The thing about LLMs is that no one knows how to write the ultra low level optimizations/runtimes, so they port others (llamafile largely borrows from llama.cpp AFAIK, albeit with some major contributions from their own devs).
Performance is insanely critical because they're so darn hard to run, and new models/features come out weekly which no sane dev can keep up with without massive critical mass (like HF Transformers, mainly, with llama.cpp barely keeping up with some major jank).
So... I'm not sure what Mozilla is thinking here. They don't have many of those kind of devs, they don't have a GPU farm, they're not even contributing to promising webassembly projects like mlc-llm. They're just one of a bazillion companies that was ordered to get into AI with no real purpose or advantage. And while Gemma 2B may be the "first" model that's kinda OK on average PCs, we're still a long way away from easy mass local deployment.
Anyway, what I'm getting at is that I'm a local LLM tinkerer, and I've never touched or even looked at anything from Mozilla.
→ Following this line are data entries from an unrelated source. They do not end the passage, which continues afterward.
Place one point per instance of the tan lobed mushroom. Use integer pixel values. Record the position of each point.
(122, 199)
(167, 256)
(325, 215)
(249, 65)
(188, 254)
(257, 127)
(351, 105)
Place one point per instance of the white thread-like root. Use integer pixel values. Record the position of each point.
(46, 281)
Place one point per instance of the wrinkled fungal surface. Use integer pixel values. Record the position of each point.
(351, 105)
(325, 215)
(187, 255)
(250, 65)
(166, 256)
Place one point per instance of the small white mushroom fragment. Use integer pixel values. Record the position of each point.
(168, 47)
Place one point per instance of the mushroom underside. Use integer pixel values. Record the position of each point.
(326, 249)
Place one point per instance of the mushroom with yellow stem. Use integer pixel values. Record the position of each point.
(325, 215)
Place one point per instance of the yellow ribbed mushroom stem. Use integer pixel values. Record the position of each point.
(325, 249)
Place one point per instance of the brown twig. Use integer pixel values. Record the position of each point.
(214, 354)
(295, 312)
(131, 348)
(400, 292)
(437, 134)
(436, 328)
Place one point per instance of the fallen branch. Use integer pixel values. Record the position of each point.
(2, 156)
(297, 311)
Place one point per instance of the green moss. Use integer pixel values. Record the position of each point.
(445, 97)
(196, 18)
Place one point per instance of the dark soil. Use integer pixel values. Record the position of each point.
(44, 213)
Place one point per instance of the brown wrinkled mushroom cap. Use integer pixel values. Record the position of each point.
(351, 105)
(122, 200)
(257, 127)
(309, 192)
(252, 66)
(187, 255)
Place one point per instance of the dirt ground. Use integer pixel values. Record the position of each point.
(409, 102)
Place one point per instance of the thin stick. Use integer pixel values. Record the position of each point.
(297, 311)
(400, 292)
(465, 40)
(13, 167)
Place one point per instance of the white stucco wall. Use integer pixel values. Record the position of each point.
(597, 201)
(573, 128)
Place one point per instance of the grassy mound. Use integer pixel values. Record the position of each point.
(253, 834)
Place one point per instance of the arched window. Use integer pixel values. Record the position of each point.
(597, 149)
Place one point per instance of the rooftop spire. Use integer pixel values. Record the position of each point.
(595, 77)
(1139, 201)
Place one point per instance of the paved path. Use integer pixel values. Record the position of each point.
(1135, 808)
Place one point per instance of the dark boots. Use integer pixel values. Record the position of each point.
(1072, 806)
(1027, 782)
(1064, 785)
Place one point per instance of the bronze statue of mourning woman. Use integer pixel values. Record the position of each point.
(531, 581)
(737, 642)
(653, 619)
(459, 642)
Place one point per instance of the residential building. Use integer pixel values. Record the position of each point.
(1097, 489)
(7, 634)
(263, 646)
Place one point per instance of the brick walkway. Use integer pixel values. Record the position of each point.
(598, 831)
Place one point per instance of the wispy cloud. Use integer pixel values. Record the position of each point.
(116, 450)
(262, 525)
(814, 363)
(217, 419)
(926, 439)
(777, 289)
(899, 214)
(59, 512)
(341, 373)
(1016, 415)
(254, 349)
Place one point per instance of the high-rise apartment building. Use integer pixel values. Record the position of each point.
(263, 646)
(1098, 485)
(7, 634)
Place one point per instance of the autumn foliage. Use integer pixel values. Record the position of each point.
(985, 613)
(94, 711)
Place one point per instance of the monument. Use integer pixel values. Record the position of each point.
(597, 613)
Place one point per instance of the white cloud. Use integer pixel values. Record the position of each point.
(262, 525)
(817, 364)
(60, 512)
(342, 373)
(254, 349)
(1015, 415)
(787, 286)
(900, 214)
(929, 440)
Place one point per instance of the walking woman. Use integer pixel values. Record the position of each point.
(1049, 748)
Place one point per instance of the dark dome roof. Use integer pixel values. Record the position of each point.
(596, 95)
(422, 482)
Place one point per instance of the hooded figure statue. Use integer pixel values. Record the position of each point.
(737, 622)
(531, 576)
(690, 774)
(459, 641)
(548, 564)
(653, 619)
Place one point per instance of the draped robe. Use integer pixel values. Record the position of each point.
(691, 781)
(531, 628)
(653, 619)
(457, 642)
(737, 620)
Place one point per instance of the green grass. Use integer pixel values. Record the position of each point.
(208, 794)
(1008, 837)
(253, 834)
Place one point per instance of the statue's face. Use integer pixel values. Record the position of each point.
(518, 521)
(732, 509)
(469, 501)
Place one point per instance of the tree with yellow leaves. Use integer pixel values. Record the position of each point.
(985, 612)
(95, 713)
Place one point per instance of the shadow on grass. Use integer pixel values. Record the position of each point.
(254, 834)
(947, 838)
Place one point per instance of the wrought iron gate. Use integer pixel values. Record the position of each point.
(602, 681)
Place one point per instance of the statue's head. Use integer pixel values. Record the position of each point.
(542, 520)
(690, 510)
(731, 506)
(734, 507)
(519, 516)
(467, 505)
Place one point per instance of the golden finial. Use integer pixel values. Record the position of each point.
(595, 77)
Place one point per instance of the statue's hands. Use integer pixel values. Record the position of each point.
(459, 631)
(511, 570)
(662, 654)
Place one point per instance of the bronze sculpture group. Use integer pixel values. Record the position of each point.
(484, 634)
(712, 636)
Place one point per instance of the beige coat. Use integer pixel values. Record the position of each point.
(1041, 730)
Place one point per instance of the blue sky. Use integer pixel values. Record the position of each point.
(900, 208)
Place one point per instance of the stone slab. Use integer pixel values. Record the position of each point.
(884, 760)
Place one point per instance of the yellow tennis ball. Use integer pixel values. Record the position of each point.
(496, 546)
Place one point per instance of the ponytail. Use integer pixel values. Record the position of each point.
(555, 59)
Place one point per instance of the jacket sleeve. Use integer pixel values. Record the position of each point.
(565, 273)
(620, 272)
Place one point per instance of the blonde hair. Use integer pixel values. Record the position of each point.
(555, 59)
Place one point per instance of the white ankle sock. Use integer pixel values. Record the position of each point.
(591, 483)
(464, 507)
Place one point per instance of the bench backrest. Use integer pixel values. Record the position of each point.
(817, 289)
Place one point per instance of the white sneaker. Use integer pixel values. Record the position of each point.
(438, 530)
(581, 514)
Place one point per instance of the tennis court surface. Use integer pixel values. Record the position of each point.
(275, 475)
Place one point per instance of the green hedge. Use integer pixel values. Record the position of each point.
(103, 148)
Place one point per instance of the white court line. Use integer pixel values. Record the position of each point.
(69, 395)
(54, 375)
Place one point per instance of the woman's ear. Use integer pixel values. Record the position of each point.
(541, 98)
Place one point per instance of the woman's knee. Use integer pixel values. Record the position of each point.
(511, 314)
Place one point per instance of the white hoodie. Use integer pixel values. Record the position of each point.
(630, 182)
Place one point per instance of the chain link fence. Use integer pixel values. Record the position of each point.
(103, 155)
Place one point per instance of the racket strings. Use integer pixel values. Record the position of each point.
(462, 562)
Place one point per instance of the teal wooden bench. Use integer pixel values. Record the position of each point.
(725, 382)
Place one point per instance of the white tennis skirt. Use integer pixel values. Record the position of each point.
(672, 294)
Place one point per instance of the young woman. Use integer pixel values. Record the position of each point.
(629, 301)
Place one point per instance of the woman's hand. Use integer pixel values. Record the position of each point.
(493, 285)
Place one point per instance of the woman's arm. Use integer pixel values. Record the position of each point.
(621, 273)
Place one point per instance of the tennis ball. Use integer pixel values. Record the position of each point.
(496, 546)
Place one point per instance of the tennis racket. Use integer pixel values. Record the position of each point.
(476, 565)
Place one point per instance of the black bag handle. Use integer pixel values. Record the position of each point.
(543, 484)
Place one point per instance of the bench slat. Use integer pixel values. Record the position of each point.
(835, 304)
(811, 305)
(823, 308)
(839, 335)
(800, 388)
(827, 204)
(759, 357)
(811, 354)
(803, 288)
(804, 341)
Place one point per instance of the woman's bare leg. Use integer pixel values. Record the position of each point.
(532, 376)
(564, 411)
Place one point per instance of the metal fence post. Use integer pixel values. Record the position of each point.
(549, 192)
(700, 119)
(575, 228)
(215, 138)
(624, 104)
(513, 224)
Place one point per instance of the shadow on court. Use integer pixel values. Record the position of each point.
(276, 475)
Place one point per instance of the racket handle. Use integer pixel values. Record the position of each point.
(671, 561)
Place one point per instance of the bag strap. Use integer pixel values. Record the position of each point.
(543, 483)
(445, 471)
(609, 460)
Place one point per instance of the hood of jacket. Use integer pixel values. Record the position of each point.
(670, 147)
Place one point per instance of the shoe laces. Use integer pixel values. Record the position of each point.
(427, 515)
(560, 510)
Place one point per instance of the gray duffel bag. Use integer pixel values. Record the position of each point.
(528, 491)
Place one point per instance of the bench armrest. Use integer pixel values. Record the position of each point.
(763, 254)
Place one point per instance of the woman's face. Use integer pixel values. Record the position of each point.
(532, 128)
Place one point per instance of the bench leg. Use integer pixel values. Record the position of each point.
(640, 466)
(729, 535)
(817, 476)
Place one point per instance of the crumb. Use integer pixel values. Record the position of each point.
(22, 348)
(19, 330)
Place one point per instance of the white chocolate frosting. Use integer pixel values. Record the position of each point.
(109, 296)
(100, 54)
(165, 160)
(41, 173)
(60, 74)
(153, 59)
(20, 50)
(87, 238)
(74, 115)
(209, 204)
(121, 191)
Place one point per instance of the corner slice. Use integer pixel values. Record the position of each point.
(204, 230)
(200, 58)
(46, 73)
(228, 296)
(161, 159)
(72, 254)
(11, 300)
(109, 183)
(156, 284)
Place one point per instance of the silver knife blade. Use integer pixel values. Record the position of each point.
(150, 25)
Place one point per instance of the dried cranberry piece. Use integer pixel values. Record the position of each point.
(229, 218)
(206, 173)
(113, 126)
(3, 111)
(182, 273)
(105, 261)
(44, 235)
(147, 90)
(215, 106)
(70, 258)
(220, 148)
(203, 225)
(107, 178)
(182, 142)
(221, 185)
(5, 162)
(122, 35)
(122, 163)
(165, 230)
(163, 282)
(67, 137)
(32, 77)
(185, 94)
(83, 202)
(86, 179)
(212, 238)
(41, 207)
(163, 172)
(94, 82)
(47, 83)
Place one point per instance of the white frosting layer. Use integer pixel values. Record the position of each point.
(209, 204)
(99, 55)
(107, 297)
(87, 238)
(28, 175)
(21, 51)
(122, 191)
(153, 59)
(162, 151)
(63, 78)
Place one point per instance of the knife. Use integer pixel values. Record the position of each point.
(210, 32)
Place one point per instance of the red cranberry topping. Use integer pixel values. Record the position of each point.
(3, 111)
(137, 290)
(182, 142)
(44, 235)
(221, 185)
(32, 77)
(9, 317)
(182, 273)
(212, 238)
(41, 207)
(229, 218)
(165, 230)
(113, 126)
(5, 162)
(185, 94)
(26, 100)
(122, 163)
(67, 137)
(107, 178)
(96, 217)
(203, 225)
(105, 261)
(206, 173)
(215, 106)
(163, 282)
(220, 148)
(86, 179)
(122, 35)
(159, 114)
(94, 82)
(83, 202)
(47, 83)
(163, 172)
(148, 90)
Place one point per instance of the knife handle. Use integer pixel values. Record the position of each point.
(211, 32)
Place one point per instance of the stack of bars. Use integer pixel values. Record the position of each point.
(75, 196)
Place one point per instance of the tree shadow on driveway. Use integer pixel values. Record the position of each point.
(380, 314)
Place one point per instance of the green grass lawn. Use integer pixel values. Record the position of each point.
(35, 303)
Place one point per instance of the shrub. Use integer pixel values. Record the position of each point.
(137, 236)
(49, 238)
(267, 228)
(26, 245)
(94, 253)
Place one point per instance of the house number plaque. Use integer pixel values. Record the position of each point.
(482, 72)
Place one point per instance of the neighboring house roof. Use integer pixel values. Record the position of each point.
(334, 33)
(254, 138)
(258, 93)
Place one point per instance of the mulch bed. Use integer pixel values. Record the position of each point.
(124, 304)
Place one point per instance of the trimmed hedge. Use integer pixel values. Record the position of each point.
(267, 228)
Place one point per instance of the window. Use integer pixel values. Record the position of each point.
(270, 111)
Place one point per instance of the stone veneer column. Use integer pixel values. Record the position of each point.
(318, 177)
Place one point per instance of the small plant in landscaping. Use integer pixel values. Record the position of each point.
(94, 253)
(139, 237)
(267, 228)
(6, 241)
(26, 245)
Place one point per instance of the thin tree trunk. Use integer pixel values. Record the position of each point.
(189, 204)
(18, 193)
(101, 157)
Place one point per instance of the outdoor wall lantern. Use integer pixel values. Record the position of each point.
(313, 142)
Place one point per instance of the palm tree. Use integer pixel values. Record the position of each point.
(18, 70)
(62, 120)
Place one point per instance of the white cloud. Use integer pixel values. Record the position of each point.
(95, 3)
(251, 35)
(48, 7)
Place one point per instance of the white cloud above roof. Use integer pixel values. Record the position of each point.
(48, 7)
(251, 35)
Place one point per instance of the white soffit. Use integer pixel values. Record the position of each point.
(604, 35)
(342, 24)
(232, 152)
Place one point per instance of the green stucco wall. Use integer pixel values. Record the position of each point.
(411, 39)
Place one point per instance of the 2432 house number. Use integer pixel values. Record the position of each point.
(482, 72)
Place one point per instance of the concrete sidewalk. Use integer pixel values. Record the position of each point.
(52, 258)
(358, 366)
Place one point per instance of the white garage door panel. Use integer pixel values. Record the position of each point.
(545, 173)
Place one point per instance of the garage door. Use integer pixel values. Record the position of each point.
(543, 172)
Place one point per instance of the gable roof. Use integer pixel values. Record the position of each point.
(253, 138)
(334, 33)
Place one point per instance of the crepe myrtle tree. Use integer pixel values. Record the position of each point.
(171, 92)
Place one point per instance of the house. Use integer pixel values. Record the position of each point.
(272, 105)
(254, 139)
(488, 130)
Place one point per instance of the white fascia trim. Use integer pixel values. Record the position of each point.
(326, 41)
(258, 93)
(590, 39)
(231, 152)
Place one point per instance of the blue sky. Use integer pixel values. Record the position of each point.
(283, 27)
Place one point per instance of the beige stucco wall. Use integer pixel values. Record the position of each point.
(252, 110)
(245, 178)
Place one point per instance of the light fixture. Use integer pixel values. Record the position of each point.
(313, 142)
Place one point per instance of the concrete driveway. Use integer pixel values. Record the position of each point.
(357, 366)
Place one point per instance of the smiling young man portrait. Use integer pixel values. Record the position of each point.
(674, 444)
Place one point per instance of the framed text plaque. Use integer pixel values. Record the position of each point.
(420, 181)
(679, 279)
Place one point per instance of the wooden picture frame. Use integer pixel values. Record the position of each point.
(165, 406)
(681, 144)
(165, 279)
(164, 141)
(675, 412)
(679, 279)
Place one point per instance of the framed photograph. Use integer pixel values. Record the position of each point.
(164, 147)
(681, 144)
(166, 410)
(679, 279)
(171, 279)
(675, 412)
The community would have if anything of theirs was super useful.
From what I've heard the general idea is to run AI search on your browsing history, which is a very useful feature. I'm not deep into AI tech at all but to me it looks like that would involve local finetuning, ingesting all that history during inference sounds like a bad idea. It also wouldn't be necessary to generate stuff, only answer "Can you find that article about how nature makes blue feathers" and it's going to spit out previously-read links that match that kind of thing. Also, tl;dr-bot it.
Oh and there's already AI, as in ML, in firefox, in the form of machine translation. Language detection seems to be built-in, translating requires downloading a model per language pair, 16M parameters. Trained on workstations with 8GPUs. Which is all to say: You don't need gigantic GPU farms if you aren't training gazillion parameter models on the whole internet.